Было чуточку обидно, что сражение за честь дам Майра оценила презрительным фырканьем и брошенным: «Дурак!» Еще и такиец дров в огонь подбросил, когда они, ловя ртом воздух, уже валялись на траве.

– Красивая она у тебя, но глупая. Воспитывать надо, – проговорил он, морщась и ощупывая лицо.

– Не твоего огня дело, – рыкнул Аль, садясь. Потрогал языком зубы. Вроде не шатаются. А хороший удар у такийца. Блок пробил. Четвертый недоволен будет, еще и выговаривать станет. Он-то ни одной битвы не проиграл. Хотя… какая там битва. Просто сцепились из-за национального вопроса.

– Цыбаки, – проговорил, садясь рядом, такиец и протянул руку.

– Альгар, – кивнул Аль, отбивая по их традиции ладонь.

– Знаю, – ответил тот, – ты один из смотрящих. Принц. Шестой.

Аль вздернул брови. Смотрящие? Занятное название для кураторов.

– А ты неплох, – похвалил Цыбаки, – хорошо ветер гоняешь.

– Ты тоже, – признал Аль. – На боевом учишься?

– Не-а, – мотнул головой тот, – на штурмана. С детства нравится на звезды смотреть и слушать ветер.

Аль не сдержал завистливого вздоха. Сам он пределы Асмаса пока не покидал. Не считать же переходы на Землю за полноценные путешествия.

Второй любил рассказывать о своих странствиях, о борьбе с бурями, противостоянии с ветром, морских чудовищах, о дрожании паруса под порывами ветра, коварных морских течениях и чужих странах, о восходах и закатах над водной гладью…

– А у меня вода – вторая стихия, – зачем-то поделился Аль.

– Так давай к нам, – оживился Цыбаки, – у нас сильные водники, да и порядки попроще… На палубе, конечно, не забалуешь, а в остальном… Главное – испытания вовремя сдавай, и никто к тебе цепляться не будет. Даже формы нет, хоть голышом ходи.

Аль с трудом представлял себя разгуливающим голым по академии, но вот картинка: пляж, удобное кресло, вдохновленно алеющий красками закат, высокий бокал с напитком в руках и книжка на коленях – была искушающей.

– А какие у нас вечеринки на пляже, – закатил глаза Цыбаки, и Аль ощутил, как от зависти – у них же все строем и строем – перехватывает горло. Захотелось бросить: «Да к жыргхве все! На следующий год к вам».

Но место учебы определяла семья курсанта, принимая, конечно, во внимание рекомендации академии. И что-то подсказывало Алю, что разухабисто-веселую Такию отец не одобрит. Умом он осознавал правильность этого решения, но сердце… бунтовало и желало свободы.

– И что вы не поделили? – недобро осведомился ректор, сверля провинившихся тяжелым воспитательным взглядом.

Аль сжал губы, испытывая стойкое желание умолчать о причинах драки. Сейчас они казались ему чудовищно глупыми, а собственный приступ ревности – нашел к кому ревновать – идиотским.

Судя по напряженному сопению рядом, Цыбаки также не жаждал делиться подробностями и предъявлять свой довод: «А наши бабы, по-твоему, дуры?» – на суд общественности.

– Молчим, – протянул ректор и глянул так, что стало ясно: выяснение национального вопроса женского образования обойдется им с Цыбаки нарядом на самые неприятные в академии работы.
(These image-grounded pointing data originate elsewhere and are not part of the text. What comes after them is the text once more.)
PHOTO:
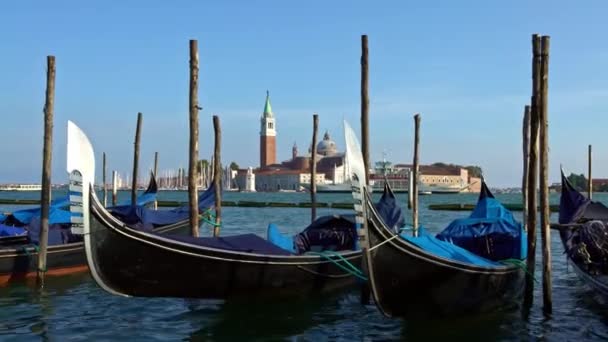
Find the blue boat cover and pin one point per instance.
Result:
(146, 219)
(11, 231)
(335, 232)
(389, 209)
(446, 250)
(247, 243)
(490, 231)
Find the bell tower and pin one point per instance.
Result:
(268, 135)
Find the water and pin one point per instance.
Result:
(75, 308)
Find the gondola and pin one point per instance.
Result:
(584, 235)
(129, 262)
(65, 253)
(427, 276)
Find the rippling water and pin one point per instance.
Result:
(74, 308)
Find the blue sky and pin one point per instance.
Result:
(465, 65)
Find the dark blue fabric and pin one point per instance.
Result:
(572, 203)
(490, 231)
(336, 232)
(276, 237)
(152, 218)
(389, 209)
(446, 250)
(247, 243)
(574, 207)
(148, 196)
(11, 231)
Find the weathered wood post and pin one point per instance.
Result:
(103, 180)
(313, 169)
(526, 158)
(544, 174)
(365, 288)
(415, 173)
(47, 149)
(217, 174)
(156, 176)
(365, 106)
(194, 107)
(114, 188)
(533, 172)
(136, 160)
(590, 180)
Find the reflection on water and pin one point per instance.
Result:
(74, 307)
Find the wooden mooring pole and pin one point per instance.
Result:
(217, 174)
(365, 288)
(313, 169)
(103, 181)
(533, 172)
(193, 157)
(136, 160)
(526, 161)
(156, 176)
(114, 188)
(544, 174)
(415, 173)
(590, 180)
(45, 195)
(365, 106)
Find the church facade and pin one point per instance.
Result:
(295, 173)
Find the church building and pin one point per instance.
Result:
(292, 174)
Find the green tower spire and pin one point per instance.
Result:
(267, 107)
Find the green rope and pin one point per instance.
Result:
(349, 268)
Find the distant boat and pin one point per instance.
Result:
(20, 187)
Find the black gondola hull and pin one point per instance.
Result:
(21, 261)
(134, 263)
(409, 282)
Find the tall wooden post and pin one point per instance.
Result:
(416, 172)
(365, 289)
(217, 174)
(192, 191)
(313, 169)
(114, 188)
(590, 180)
(136, 160)
(45, 196)
(365, 106)
(103, 180)
(544, 174)
(533, 172)
(156, 176)
(526, 156)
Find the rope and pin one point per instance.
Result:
(351, 269)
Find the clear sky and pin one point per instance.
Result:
(465, 65)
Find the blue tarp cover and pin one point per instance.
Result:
(490, 231)
(11, 231)
(446, 250)
(336, 232)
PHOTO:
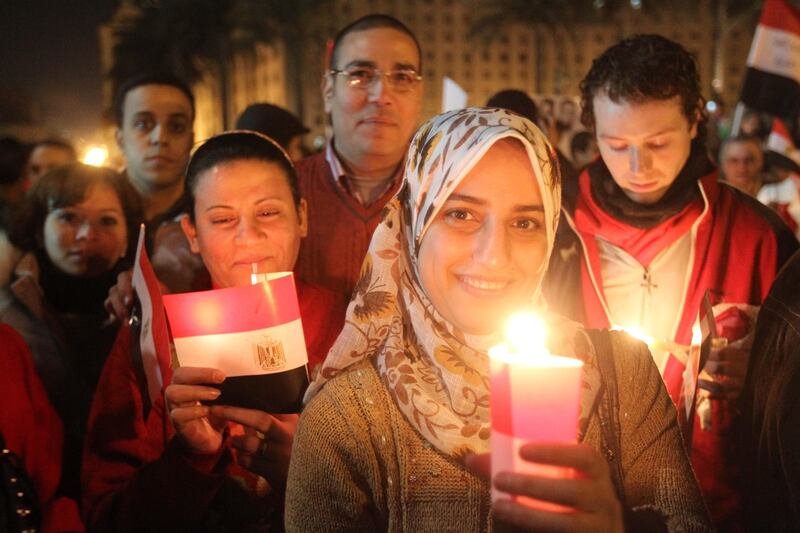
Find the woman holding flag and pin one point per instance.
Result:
(179, 464)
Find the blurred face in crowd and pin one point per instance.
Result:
(156, 136)
(244, 214)
(643, 144)
(480, 257)
(741, 163)
(46, 157)
(375, 121)
(294, 148)
(567, 112)
(89, 238)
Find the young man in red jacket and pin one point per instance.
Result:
(648, 228)
(373, 93)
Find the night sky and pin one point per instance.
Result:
(49, 50)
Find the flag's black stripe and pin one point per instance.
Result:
(281, 392)
(771, 93)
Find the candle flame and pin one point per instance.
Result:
(525, 344)
(526, 333)
(697, 335)
(95, 156)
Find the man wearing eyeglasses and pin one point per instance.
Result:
(373, 94)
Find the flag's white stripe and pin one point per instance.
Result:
(147, 346)
(778, 143)
(236, 354)
(776, 51)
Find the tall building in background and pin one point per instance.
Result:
(534, 58)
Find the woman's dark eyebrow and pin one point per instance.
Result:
(477, 201)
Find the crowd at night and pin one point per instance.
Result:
(548, 308)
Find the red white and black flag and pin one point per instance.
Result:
(154, 334)
(254, 334)
(772, 82)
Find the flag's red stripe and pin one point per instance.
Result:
(778, 14)
(778, 128)
(232, 310)
(159, 325)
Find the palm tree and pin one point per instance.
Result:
(189, 37)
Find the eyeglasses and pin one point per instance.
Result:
(401, 80)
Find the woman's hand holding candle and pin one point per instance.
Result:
(590, 495)
(199, 430)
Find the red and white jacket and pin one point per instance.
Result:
(738, 246)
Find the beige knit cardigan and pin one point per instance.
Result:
(358, 465)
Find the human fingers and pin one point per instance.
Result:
(193, 375)
(581, 457)
(182, 394)
(182, 415)
(532, 519)
(569, 492)
(275, 429)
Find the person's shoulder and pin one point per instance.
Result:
(631, 356)
(343, 396)
(310, 164)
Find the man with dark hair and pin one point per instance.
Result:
(155, 115)
(276, 123)
(372, 91)
(522, 104)
(649, 229)
(583, 147)
(49, 154)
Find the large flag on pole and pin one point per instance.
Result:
(772, 82)
(154, 335)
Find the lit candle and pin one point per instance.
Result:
(535, 397)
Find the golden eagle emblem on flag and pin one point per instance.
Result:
(269, 354)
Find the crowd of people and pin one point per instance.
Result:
(411, 245)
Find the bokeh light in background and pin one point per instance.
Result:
(95, 156)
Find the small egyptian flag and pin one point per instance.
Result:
(780, 151)
(154, 335)
(702, 340)
(253, 334)
(772, 81)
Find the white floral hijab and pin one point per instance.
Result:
(437, 375)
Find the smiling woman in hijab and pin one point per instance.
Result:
(396, 431)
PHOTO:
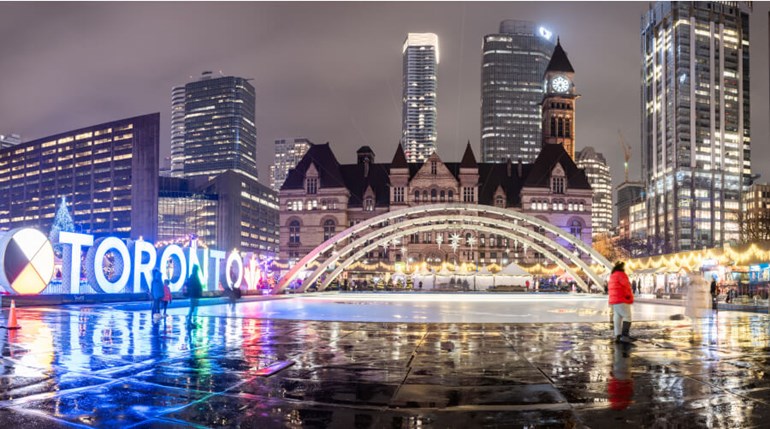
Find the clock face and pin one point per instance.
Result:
(560, 84)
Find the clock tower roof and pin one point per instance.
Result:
(559, 61)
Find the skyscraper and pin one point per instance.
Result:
(418, 129)
(177, 131)
(512, 67)
(219, 129)
(695, 122)
(287, 154)
(598, 174)
(8, 140)
(629, 193)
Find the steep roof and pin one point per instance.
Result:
(399, 159)
(356, 183)
(328, 168)
(469, 160)
(559, 61)
(550, 155)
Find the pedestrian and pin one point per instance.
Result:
(194, 291)
(156, 291)
(621, 298)
(166, 296)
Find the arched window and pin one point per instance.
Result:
(557, 184)
(294, 231)
(311, 185)
(576, 228)
(329, 227)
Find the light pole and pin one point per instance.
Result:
(471, 241)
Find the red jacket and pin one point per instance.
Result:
(620, 289)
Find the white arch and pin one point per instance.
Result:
(361, 251)
(445, 222)
(512, 230)
(468, 211)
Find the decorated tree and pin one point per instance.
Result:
(61, 222)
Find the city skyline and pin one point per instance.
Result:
(107, 70)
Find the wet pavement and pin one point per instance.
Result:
(112, 367)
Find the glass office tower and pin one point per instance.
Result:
(695, 122)
(219, 129)
(598, 174)
(108, 174)
(512, 67)
(418, 130)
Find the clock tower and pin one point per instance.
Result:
(558, 107)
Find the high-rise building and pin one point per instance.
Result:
(219, 129)
(287, 154)
(108, 174)
(598, 174)
(755, 217)
(558, 104)
(177, 131)
(420, 62)
(695, 122)
(513, 63)
(8, 140)
(629, 193)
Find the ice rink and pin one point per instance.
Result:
(439, 308)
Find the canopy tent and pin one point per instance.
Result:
(514, 270)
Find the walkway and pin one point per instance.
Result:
(101, 367)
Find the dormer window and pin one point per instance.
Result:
(557, 184)
(311, 185)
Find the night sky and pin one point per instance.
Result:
(325, 71)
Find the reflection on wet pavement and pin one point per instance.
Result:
(104, 367)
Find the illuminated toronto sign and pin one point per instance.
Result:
(110, 264)
(26, 260)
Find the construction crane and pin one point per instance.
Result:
(626, 154)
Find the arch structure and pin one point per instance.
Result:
(337, 253)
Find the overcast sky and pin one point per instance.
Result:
(325, 71)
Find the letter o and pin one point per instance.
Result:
(102, 282)
(234, 258)
(180, 268)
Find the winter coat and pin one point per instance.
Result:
(620, 289)
(194, 287)
(156, 289)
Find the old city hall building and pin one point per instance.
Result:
(322, 197)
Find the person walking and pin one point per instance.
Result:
(166, 296)
(194, 291)
(621, 298)
(156, 290)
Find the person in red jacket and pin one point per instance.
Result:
(621, 298)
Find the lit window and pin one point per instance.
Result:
(576, 228)
(294, 232)
(311, 185)
(329, 228)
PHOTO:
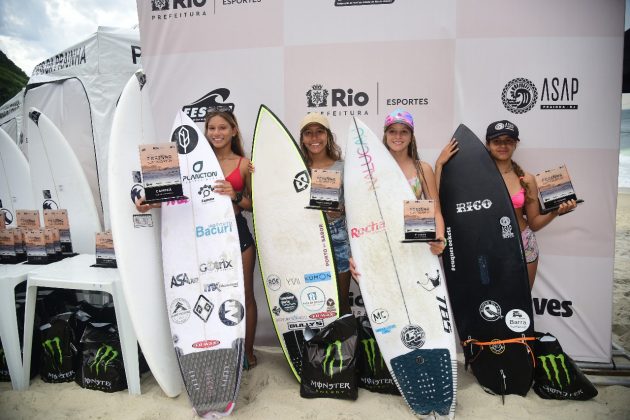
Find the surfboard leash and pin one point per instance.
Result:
(482, 344)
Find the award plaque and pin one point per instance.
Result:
(325, 189)
(554, 188)
(58, 219)
(27, 219)
(7, 247)
(160, 172)
(105, 255)
(419, 217)
(35, 240)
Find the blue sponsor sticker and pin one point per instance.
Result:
(317, 277)
(385, 330)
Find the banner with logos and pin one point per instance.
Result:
(78, 89)
(552, 69)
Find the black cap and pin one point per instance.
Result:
(499, 128)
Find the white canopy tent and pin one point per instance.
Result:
(11, 116)
(78, 89)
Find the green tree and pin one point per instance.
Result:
(12, 78)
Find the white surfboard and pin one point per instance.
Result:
(58, 181)
(203, 277)
(15, 180)
(294, 247)
(402, 284)
(137, 236)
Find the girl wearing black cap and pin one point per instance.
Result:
(502, 138)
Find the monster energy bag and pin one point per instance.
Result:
(556, 376)
(373, 373)
(58, 349)
(329, 361)
(102, 368)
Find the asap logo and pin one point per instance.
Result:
(476, 205)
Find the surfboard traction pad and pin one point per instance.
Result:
(502, 374)
(425, 379)
(207, 392)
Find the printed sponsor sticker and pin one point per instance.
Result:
(517, 320)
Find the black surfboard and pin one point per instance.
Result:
(485, 269)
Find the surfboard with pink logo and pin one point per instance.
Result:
(402, 284)
(203, 277)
– Это ничего, пережить можно, – утешающе рассуждал Цыбаки, отворачивая нос от ведра. – Вот дядя у меня… Сущий зверь. Как выйдет на палубу, так даже грызуны строем ходят.

Аль недоверчиво фыркнул, подтянул повыше перчатки и, задержав дыхание, принял полное ведро. Недовольно подумал, что такиец мог бы доверху и не нагребать.

Не дыша, на вытянутых донес ведро до носилок. Вывернул, стараясь не брызнуть. Выдохнул и тут же судорожно сглотнул – горло стиснуло от тошнотворной вони.

Яма для нечистот в академии располагалась на дальней поляне у границы с источником. Специальные артефакты испаряли жидкость, а то, что оставалось, уничтожал отведенный для такого случая лавовый поток. Однако целители нашли применение и столь «полезному» продукту, используя его на удобрение ценных лекарственных растений, мол, те росли ударными темпами. Ректор нововведение одобрил, а привлекать к доставке сырья для удобрения стали самых способных к нарушению дисциплины курсантов.